11 avril 2006

Pour Tutta. Interview "Sport-Dimanche"du 9 Avril 2006

Journaliste homme : "...en tous cas quoiqu'il arrive vit une période particulièrement faste grâce à 3 sportifs d'exception.
Un trio exceptionnel : Roger Federer, Tom Lüthi et bien sûr Stéphane Lambiel. 3 champions du monde, 3 personnalités complètement différentes. Merci encore une fois à Stéphane Lambiel de bien vouloir participer à cette émission.
Stéphane. Depuis le 17 mars 2005, jour de votre premier sacre mondial à Moscou, en fait c'est tout un monde qui s'est construit ou reconstruit autour de vous. En douze mois vous êtes devenu une véritable star. Comment faites vous pour électriser pareillement le public?


Stéphane :"Ben j'essaie rien du tout(soupir). J'essaie rien du tout. J'essaie simplement de continuer mon planning c'est à dire les entrainements et puis les compétitions. Et j'essaie de gagner. J'essaie d'être le plus fort. C'est vrai que c'est pas toujours facile mais j'ai un entourage qui me soutient énormément et puis...Voilà. Maintenant c'est du repos. C'est autre chose. Il faut savoir faire les entrainements et puis les à-côtés.

Journaliste femme : "Justement vous avez pris le temps de souffler là, de fêter vos 21 ans depuis la fin de la saison, il y a 2 semaines?

Stéphane : "Exactement. Là ces 2 dernières semaines j'ai vraiment pu fêter mon titre de Calgary. La saison aussi puisqu'elle était vraiment très très longue. Et mon anniversaire. J'ai la chance d'avoir l'anniversaire en fin de saison. C'est assez pratique. Comme ça on fait...

Journaliste homme : "C'était le 2 avril, c'était ça?"

Journaliste femme : "dimanche passé"

Stéphane Lambiel : "Le 2 avril oui. Tout à fait."

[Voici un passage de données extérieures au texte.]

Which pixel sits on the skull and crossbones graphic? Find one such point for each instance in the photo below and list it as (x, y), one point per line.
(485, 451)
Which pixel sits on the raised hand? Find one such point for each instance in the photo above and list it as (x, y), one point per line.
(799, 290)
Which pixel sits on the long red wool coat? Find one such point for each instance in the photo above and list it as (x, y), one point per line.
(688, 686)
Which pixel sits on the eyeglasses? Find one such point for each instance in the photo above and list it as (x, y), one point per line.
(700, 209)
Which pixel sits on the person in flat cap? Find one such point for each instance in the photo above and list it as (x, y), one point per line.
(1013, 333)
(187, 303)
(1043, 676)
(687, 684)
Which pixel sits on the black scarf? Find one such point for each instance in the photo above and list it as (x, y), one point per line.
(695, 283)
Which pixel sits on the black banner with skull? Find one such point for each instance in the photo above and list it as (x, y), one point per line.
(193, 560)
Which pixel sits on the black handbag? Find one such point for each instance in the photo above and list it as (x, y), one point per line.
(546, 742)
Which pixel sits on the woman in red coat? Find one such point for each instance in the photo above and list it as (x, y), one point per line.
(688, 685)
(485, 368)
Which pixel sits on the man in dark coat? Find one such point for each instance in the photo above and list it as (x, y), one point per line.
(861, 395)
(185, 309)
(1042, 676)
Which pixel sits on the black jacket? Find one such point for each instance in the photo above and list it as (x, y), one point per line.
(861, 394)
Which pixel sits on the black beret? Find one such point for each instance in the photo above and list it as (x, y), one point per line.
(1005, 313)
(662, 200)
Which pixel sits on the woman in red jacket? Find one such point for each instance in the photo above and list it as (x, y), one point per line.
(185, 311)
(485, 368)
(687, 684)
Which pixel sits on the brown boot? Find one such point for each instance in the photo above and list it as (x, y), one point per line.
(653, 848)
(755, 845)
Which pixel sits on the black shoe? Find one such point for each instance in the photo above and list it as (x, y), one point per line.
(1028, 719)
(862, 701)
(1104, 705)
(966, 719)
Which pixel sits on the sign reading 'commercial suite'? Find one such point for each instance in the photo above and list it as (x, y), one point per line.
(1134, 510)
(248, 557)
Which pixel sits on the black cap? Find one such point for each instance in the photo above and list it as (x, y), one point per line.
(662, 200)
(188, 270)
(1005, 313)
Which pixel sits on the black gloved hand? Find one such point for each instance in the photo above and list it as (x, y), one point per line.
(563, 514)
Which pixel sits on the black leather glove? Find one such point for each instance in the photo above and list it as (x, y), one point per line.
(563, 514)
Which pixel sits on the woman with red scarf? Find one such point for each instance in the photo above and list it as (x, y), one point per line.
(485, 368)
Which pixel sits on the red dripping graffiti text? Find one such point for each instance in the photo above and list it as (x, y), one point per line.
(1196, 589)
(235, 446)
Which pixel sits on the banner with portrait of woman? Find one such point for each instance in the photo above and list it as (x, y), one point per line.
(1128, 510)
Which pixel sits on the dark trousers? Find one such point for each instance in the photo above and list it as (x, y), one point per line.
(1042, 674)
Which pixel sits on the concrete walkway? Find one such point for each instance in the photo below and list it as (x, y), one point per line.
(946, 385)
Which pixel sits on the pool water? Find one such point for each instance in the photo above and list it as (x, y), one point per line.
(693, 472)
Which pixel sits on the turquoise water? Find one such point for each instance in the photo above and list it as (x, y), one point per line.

Journaliste femme:" La saison-on vient de le dire-s'est terminé il y a deux semaines avec ce titre mondial à Calgary.
Si on revient justement sur l'ensemble de cette saison, sur les trois compétitions majeures : Championnats d'Europe, Jeux Olympiques, Championnats du monde, il y a (il me semble) un constat global qui s'impose, c'est qu'au niveau du mental, de la solidité mentale, vous avez vraiment pris une dimension supplémentaire


Stéphane Lambiel : "ben c'est peut-être aussi du fait que ma préparation physique était très très bien organisée. Donc si on se sent bien dans son corps, on se sent prêt à attaquer. On se sent aussi beaucoup plus fort dans la tête. J'ai jamais eu de doutes cette saison. Je savais que j'avais les moyens d'arriver au sommet puisque j'ai gagné à Moscou et à partir de là j'ai vraiment tout donné. Donc je suis arrivé à Turin-c'est clair-affaibli avec une blessure. Mais j'ai tout donné. J'avais aucun doute. Je savais que cette médaille elle était faisable et ça s'est vu à la compète quoi. Les jeux olympiques c'est un moment très très fort où pas mal de gens craquent et c'est celui qui craque le moins qui reste sur le podium.

Journaliste femme: "Si on revient dans l'ordre dans les compétitions de la saison à Lyon c'était la répétition générale et les championnats d'Europe avant les jeux olympiques. Est-ce qu'à ce moment là avec la victoire de Pluchenko vous avez senti que le titre olympique lui était promis cette saison?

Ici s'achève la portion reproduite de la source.